3. Looking at other Instamom accounts make us feel envious and competitive
Quite the contrary! We know what being a real mom means, and we share our struggles and a common understanding. On Instagram and other social media platforms, we often look to other mothers for inspiration, knowledge and encouragement. We understand that sometimes, our posts and captions are more aspirational than anything. We all have our own image of motherhood in our heads that we want to live up to, just like how you have your own image of success that you aspire for.
4. We feel pressured to do certain things because of Instamom culture
As a Mom, we can’t help but put our kids first because it comes to us naturally and instinctively. It’s literally in our biology. Call it #momguilt or #mommadness, but it’s definitely not Instamom culture that tells us to obsess over our kids. It’s innate and we can’t fight it! Our obsession might come off wrongly when we post about what school we are deciding to place our kids in, or which pediatrician we should take our sick kid to. But think about it. It’s not that far off from how you’d post a poll about with a picture of you in Uniqlo’s changing room about whether you should get that outfit, or if you should just ditch shopping and get bubble tea instead.

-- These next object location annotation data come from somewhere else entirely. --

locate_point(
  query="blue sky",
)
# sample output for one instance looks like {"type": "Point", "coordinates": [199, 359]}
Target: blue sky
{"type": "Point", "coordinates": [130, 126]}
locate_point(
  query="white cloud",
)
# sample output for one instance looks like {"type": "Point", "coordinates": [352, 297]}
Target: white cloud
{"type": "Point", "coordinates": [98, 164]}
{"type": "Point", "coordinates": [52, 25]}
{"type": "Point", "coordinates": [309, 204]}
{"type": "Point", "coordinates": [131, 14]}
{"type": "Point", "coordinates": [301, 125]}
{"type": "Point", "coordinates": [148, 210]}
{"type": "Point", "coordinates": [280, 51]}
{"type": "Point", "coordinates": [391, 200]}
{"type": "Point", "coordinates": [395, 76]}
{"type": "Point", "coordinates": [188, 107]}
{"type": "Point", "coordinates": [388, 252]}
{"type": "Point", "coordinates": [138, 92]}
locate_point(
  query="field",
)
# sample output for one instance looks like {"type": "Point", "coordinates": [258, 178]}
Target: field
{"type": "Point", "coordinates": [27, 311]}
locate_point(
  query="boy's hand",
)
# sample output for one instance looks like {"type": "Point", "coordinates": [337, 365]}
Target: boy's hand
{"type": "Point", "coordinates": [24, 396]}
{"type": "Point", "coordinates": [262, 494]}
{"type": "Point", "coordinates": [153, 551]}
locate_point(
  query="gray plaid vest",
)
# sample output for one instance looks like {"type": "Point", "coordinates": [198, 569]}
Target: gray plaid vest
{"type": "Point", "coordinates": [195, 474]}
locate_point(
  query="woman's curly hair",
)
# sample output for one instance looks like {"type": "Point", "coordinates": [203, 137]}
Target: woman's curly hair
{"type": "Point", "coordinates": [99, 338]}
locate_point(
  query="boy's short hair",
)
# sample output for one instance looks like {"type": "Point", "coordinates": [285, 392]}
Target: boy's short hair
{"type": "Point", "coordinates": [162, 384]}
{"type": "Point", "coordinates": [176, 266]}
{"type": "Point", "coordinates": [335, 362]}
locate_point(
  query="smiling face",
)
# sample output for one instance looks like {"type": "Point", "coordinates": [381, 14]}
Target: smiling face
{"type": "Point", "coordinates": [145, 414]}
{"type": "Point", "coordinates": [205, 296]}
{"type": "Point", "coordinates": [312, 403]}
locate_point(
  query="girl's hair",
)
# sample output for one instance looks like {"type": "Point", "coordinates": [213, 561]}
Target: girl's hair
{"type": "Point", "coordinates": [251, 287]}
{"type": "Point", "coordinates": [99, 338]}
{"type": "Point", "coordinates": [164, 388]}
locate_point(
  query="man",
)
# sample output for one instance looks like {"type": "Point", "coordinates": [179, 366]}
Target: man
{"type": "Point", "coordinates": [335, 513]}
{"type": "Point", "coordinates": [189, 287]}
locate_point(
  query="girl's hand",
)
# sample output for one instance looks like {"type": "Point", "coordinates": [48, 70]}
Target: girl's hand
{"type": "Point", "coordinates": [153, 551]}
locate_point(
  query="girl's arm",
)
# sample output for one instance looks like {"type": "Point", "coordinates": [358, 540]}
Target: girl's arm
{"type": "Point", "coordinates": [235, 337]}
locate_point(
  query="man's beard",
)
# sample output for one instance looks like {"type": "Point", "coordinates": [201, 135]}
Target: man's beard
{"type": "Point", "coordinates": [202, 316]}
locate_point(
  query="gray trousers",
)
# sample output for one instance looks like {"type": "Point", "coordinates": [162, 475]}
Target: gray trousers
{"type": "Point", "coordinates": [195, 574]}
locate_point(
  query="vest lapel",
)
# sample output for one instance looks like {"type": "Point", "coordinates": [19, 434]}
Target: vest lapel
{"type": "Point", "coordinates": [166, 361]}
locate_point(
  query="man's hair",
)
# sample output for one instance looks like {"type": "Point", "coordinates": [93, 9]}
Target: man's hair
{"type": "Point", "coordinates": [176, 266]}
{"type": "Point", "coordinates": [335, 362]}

5. Once you become a Mom, you lose your personal identity
Not true. Rather than losing our identity, we simply take on an additional Mom identity in our multifaceted lives. After all, we are all not one dimensional beings! We switch from different modes and roles all the time, from being professional at work to casual lunches with friends, and nurturing Mom at home. There’s no denying that being a Mom is a dynamic identity and responsibility to take on. It’s easily the most challenging one for sure! But deep down, we are still the same. You might have to dig us out of the mess of diapers and wet wipes to find us again, but we will thank you for making the effort.
In the end, I guess we Moms are just tired of constantly being judged. What we put up on our Instagrams is really our prerogative, as it is for you and your own social media accounts. If you don’t like what you see, feel free to swipe it away or mute our accounts. We promise we won’t take any offence. We’ve been through much worse, trust me.